A glassblower’s shop. A used-furniture store. Luxury high-rise condos protected by double fences and electric wire. Neighbourhood bars. Fancy restaurants. Sushi. Pizza. Bold glass office buildings.
The Itaim Bibi neighbourhood of São Paulo seems to have been spared the zoners’ boring prescriptions. Offices, houses, shops all mingle promiscuously.
A small house —modest, cheap, built in the 1950s — sits across from our hotel. It’s forgotten by time, surrounded by the commerce of the 21st century.
Another house on the Rua Floriano sits underneath an office complex. The owners refused to sell. So the developers built a huge, slick office tower right over it.
‘It’s a great city,’ says a colleague. ‘There are only a handful of cities like this in the world. London, Shanghai, Mumbai, Beijing. Paris is a small town in comparison.”
Little by little, we’re beginning to find our way around.
But we’re not here for our own amusement. We’re not just drinking caipirinhas and ogling the Paulistas. No, that would be selfish. We’re here on your behalf, to learn. To study. To try to understand how this economy works.
It’s just a coincidence that it’s summer here. And that this weekend it’s Carnaval. And that we have a ticket to Rio in our pocket.
Our subject lately has been debt. Paul Krugman says no one understands it. He proved his point in a recent New York Times column; at least he proved that he has no idea of how it works.

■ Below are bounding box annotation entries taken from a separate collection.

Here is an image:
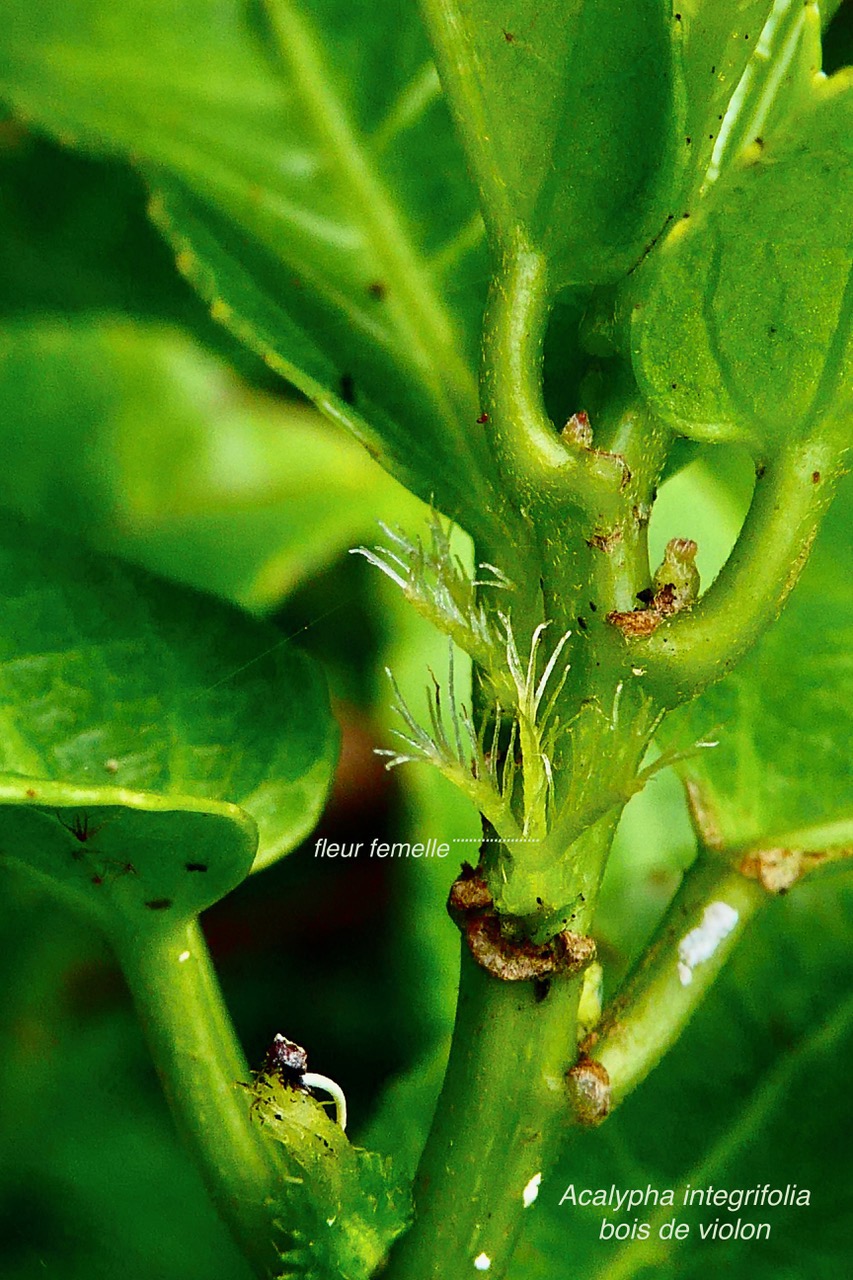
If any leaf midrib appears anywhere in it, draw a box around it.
[264,0,483,470]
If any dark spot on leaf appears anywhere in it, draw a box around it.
[533,978,551,1005]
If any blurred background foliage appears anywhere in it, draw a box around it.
[0,4,853,1280]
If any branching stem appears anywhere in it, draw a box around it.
[117,923,280,1280]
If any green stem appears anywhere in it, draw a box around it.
[117,922,280,1277]
[625,433,843,707]
[578,854,770,1120]
[480,246,624,522]
[388,946,579,1280]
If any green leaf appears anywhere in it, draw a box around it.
[624,73,853,456]
[0,506,337,931]
[0,319,411,608]
[252,1075,411,1280]
[0,0,504,535]
[672,0,821,206]
[653,484,853,850]
[421,0,672,287]
[511,884,853,1280]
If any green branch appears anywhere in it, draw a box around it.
[117,923,280,1280]
[625,433,843,707]
[387,945,580,1280]
[571,854,770,1124]
[482,247,625,521]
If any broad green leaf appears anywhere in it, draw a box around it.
[421,0,672,287]
[0,506,336,931]
[0,319,414,608]
[672,0,821,207]
[0,867,251,1280]
[0,0,504,535]
[625,73,853,454]
[653,484,853,850]
[510,882,853,1280]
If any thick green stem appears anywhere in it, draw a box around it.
[117,923,280,1277]
[581,854,770,1120]
[388,946,579,1280]
[480,247,624,520]
[625,433,843,707]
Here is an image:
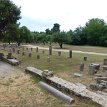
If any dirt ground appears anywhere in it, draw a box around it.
[0,61,44,107]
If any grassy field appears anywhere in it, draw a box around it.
[0,45,107,107]
[36,43,107,53]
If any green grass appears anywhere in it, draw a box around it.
[0,45,107,107]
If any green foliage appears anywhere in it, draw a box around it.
[71,27,87,45]
[0,0,21,38]
[51,23,60,33]
[84,18,107,45]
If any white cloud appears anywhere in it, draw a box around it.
[12,0,107,30]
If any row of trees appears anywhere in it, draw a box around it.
[0,0,107,48]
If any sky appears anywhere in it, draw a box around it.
[12,0,107,31]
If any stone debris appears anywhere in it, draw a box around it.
[25,67,107,107]
[74,73,82,77]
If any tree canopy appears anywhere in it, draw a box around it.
[0,0,21,38]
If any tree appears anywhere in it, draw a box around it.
[17,26,32,45]
[51,23,65,48]
[4,24,19,44]
[84,18,107,45]
[52,31,67,48]
[71,26,87,45]
[51,23,60,33]
[0,0,21,38]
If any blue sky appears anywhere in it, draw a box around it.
[12,0,107,31]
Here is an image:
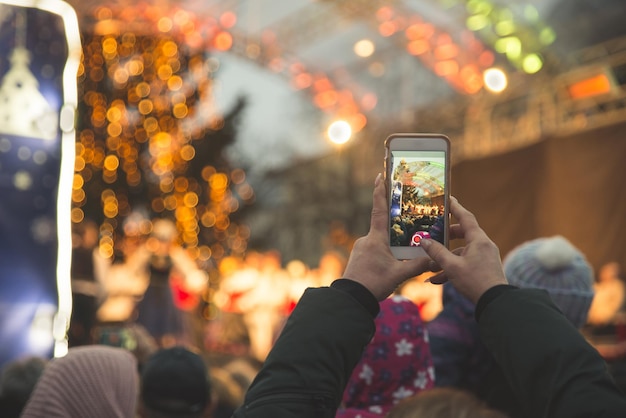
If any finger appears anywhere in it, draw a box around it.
[370,173,389,234]
[450,196,485,240]
[450,224,464,239]
[399,257,432,278]
[452,247,465,255]
[428,260,441,271]
[421,239,456,270]
[426,271,448,284]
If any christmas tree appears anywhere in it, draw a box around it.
[72,4,254,264]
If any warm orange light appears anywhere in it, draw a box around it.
[406,39,430,55]
[215,31,233,51]
[378,22,398,37]
[361,93,378,111]
[313,77,333,91]
[293,73,313,90]
[478,51,495,67]
[567,74,611,99]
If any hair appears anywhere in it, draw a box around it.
[387,387,508,418]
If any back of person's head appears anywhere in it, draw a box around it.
[22,345,138,418]
[141,347,211,418]
[386,387,507,418]
[503,236,594,328]
[0,357,47,418]
[336,296,434,418]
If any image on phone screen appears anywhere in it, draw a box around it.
[389,151,446,247]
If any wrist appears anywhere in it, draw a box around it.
[330,278,380,318]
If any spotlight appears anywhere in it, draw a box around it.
[327,120,352,144]
[483,68,508,93]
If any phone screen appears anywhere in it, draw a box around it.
[389,150,446,247]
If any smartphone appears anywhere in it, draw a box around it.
[385,133,450,260]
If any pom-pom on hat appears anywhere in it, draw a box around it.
[504,236,594,328]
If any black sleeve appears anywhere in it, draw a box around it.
[330,279,380,318]
[234,287,375,418]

‘We owe it to ourselves,’ he wrote. That suggests that the net impact of debt is zero.
But is it?
Meanwhile, colleague Simone Wapler in Paris tells us the ‘debt doesn’t matter’ crowd is growing. France and Germany, among others, guaranteed Greece’s debt. If Greece doesn’t pay, it will fall — logically — to the taxpayers of those countries to shoulder the debris.
One calculation put the total cost per taxpayer in France at €731 ($827).

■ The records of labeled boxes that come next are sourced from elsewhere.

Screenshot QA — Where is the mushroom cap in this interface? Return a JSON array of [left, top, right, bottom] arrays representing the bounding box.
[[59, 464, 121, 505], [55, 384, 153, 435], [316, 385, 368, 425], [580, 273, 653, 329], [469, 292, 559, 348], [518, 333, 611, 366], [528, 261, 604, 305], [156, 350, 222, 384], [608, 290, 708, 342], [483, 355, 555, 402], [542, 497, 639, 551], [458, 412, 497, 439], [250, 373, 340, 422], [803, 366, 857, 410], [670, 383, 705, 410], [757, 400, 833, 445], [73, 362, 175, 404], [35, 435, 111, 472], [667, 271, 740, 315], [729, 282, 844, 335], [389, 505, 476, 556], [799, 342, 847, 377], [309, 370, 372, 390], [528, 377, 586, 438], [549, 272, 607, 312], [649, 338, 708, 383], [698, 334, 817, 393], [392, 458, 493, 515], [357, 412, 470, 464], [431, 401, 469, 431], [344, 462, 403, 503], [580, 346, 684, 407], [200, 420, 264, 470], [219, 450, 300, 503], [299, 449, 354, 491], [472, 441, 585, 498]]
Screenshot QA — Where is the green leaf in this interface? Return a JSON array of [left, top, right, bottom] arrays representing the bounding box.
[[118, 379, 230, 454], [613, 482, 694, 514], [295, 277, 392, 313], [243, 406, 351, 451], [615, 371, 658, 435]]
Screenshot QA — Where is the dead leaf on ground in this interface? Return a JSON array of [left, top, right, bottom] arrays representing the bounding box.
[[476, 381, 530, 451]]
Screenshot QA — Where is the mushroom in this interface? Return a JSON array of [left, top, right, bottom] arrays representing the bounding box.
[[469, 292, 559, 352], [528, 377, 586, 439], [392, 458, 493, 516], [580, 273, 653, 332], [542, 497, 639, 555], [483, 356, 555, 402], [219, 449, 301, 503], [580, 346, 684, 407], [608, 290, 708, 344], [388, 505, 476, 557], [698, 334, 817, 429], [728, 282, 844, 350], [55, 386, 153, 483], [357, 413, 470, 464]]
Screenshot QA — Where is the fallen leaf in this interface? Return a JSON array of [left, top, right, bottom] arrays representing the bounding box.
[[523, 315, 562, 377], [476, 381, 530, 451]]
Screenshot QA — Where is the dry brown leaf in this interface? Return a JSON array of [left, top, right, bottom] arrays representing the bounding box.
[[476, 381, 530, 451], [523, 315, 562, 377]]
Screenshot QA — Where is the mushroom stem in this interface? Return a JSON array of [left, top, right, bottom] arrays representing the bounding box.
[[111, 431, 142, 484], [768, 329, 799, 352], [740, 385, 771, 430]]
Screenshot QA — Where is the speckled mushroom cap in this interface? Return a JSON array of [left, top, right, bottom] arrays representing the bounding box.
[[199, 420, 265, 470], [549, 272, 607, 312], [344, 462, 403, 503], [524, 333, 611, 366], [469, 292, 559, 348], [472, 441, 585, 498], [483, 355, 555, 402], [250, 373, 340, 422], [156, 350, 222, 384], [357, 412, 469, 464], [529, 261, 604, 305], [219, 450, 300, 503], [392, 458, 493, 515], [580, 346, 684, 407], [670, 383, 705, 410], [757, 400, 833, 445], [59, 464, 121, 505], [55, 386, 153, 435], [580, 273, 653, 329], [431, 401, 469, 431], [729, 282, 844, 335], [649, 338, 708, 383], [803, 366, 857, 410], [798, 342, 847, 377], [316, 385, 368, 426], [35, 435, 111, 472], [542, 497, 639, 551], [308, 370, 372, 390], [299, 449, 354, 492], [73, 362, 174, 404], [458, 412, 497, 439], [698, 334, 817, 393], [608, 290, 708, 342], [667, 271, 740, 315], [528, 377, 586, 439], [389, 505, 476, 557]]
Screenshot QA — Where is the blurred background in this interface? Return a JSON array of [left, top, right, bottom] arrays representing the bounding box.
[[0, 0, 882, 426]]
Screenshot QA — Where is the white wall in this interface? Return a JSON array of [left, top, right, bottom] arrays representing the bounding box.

But in the Old World, as in the New World, debt doesn’t matter anymore. Here’s Ivan Best at the Tribune:
‘In France, as elsewhere, taxpayers never pay off a government debt. When it comes due, the government borrows more to pay it. Thus, in 2013, [the French Treasury] borrowed, medium and long term, €186.3 billion of which €106.7 billion were used to reimburse (amortize) the debts that were due, with the rest financing, principally, the budget deficit.’
So you see, government debts don’t matter, because they never pay them off. They just borrow more.
But wait. Is it that simple?
Some people owe. Some are owed. Does it matter who is owed what by whom?
You bet it does.
It’s easier to pay off a little debt than to pay off a lot. So, the more you are owed, the less likely it is that you’ll get paid. Keep adding debt, and the likelihood of getting paid sinks to zero.
Then the creditors take a loss. You may say it doesn’t matter, because for every loss taken by the creditor the debtor benefits. But he’s already spent the money; it’s gone.
Alas, this is the same money the creditors were hoping to spend. They are people too — with bills to pay…retirements to finance…and insurance/pension/lifestyle/health-care obligations. In short, people who are counting on the money.
When it turns out that the money isn’t there, it sends a shock wave of pain and suffering throughout the economy.
Where is the shock wave likely to strike hardest… and first? Japan.
Japan has more public debt than any other country relative to its GDP. On paper, it also has more assets! But take a look at those assets — Japanese government bonds — and you will see why the ‘we owe it to ourselves’ idea is a scam.
The Japanese government has been on a borrowing binge for the last 34 years. Now, it owes more than 2.5 times its annual economic output.
To whom does it owe the money?
Its citizens. Yes, if ‘we owe it to ourselves’ makes any sense at all, it makes sense in Japan.
But so what?
This is not just double-entry bookkeeping; this is real life. And in real life it’s not only the quantity of debt that matters; it’s also the quality.
Japanese retirees took their money and bought government bonds. They had ‘money’. Now they have IOUs from a bankrupt government. They think the government has their money. But they’re wrong. Their money is long gone.
Did the Japanese government take the money and invest it in new capital, so that now it earns dividends and capital gains…with which it can satisfy its obligations?
Of course not. It took the money and squandered it on (often unnecessary) infrastructure projects and other forms of ‘stimulus’.
And now, the poor Japanese retirees go to the cupboard. And what do they find?
It’s bare! All that money they thought they had saved is gone. The government has wasted it.
The savings rate is falling…the trade balance has turned negative…the yen has lost 14% against the dollar over the last 12 months… and millions of Japanese get older and older, depending on the government to make good on its promises to them.
It is just a matter of time before the truth comes out. The Japanese may owe their debt to themselves. But they’re about to find out that the debtor is a deadbeat and the creditor is a fool.